Shellcom Sendai (シェルコムせんだい, Sherukomu Sendai) is a multipurpose athletic facility located in Izumi-ku, Sendai, Japan. Managed by the city of Sendai, it can be configured for softball, futsal and tennis, among other sports. International events, such as exhibition matches between the United States women's softball team and Japan, have taken place there, and the facility has also hosted concerts by SMAP and other artists.

It is named for its seashell-like appearance. The entire southern half (outfield, when configured for softball) is capable of rotating around the outside of the rest of the stadium, giving an open-air feel at times.

Completed in 2000, the facility has a total of 21,324 m^{2} of enclosed space spread across four levels, including the entrance hall, locker rooms, permanent and temporary seating areas, and the main athletic ground, which is 13,132 m^{2} in size.
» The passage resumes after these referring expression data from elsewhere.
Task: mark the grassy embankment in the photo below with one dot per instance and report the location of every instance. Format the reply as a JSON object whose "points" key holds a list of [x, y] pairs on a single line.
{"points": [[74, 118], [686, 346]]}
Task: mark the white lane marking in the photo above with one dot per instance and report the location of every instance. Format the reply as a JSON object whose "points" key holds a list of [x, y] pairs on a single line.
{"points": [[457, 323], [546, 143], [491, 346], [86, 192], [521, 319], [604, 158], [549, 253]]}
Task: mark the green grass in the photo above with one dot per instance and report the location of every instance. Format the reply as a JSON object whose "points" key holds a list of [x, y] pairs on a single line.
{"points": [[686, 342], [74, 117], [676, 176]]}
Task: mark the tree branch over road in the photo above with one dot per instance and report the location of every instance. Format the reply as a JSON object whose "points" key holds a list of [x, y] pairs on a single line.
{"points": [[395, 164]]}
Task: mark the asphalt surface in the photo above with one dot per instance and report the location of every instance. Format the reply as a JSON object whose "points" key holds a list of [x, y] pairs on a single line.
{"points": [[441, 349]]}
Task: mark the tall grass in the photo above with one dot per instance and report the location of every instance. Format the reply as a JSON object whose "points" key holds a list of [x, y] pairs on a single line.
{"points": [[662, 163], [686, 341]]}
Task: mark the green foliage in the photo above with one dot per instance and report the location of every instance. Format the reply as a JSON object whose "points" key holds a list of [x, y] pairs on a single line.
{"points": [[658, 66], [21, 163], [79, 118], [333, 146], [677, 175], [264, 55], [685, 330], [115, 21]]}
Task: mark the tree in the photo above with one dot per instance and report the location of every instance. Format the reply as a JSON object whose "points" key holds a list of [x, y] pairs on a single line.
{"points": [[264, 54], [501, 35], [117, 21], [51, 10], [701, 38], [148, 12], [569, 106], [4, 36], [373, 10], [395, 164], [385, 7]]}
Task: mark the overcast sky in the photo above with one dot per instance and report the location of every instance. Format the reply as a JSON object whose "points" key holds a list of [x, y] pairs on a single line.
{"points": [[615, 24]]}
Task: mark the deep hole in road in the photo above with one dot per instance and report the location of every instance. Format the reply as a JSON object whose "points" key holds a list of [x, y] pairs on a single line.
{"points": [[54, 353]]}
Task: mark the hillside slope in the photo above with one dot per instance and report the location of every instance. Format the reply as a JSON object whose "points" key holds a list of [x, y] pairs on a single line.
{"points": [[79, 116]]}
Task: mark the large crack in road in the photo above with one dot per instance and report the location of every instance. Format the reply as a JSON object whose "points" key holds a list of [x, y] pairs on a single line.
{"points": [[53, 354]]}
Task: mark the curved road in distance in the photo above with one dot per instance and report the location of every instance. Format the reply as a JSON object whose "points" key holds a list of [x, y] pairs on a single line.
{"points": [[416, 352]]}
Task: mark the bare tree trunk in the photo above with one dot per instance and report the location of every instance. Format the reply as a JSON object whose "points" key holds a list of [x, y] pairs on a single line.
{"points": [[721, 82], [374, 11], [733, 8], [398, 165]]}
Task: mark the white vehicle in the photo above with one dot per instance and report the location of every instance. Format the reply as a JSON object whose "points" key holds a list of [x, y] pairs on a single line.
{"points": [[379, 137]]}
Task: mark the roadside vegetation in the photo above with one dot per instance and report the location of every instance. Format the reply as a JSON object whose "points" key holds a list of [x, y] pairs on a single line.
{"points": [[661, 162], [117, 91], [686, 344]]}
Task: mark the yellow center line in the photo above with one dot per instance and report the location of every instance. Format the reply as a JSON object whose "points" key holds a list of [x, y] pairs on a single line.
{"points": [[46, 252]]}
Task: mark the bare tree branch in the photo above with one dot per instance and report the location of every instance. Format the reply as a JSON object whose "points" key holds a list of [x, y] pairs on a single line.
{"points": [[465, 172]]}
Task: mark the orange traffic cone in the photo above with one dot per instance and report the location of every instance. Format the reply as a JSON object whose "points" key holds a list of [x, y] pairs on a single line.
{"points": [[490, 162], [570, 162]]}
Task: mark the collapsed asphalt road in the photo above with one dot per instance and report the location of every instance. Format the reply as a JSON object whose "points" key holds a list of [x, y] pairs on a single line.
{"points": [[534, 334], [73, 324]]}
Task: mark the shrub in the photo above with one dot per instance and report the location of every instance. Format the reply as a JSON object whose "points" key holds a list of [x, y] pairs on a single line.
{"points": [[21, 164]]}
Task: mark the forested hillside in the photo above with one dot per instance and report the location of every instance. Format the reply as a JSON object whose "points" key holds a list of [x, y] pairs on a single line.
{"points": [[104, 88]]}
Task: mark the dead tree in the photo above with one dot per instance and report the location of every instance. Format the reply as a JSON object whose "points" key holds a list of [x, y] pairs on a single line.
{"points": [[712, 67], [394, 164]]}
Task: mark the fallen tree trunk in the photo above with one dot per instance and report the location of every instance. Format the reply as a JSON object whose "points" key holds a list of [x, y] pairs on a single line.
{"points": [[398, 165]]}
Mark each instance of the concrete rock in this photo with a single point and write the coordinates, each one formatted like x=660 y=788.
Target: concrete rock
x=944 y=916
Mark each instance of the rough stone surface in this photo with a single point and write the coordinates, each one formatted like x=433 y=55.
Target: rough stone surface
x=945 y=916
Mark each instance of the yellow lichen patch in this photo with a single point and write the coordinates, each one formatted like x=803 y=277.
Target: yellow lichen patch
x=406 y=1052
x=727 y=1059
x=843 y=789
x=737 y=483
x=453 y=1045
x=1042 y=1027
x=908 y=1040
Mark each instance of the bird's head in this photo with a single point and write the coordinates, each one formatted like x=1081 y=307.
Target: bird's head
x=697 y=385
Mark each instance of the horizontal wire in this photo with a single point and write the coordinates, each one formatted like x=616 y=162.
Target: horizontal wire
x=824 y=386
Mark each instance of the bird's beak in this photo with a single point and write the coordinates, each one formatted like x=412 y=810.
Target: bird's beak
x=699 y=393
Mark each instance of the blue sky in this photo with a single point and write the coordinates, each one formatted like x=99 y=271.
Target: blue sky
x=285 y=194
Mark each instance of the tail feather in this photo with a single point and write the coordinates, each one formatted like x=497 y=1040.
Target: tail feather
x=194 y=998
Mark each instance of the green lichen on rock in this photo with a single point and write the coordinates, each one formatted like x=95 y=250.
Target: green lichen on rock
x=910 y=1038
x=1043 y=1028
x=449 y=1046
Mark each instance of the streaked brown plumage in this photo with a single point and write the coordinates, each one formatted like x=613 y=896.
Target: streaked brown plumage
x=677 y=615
Up to 1050 seats are available for spectator matches, although most of the time the grounds are being used by residents of the city for recreational purposes.

Part of a larger athletic compound, including several other tennis courts, a gymnasium, and the practice fields for Vegalta Sendai, Shellcom Sendai is located approximately 25 minutes by foot from Izumi-Chūō Station, on the Sendai Subway Namboku Line; and less than five minutes from the Izumi parking area ETC exit of the Tōhoku Expressway.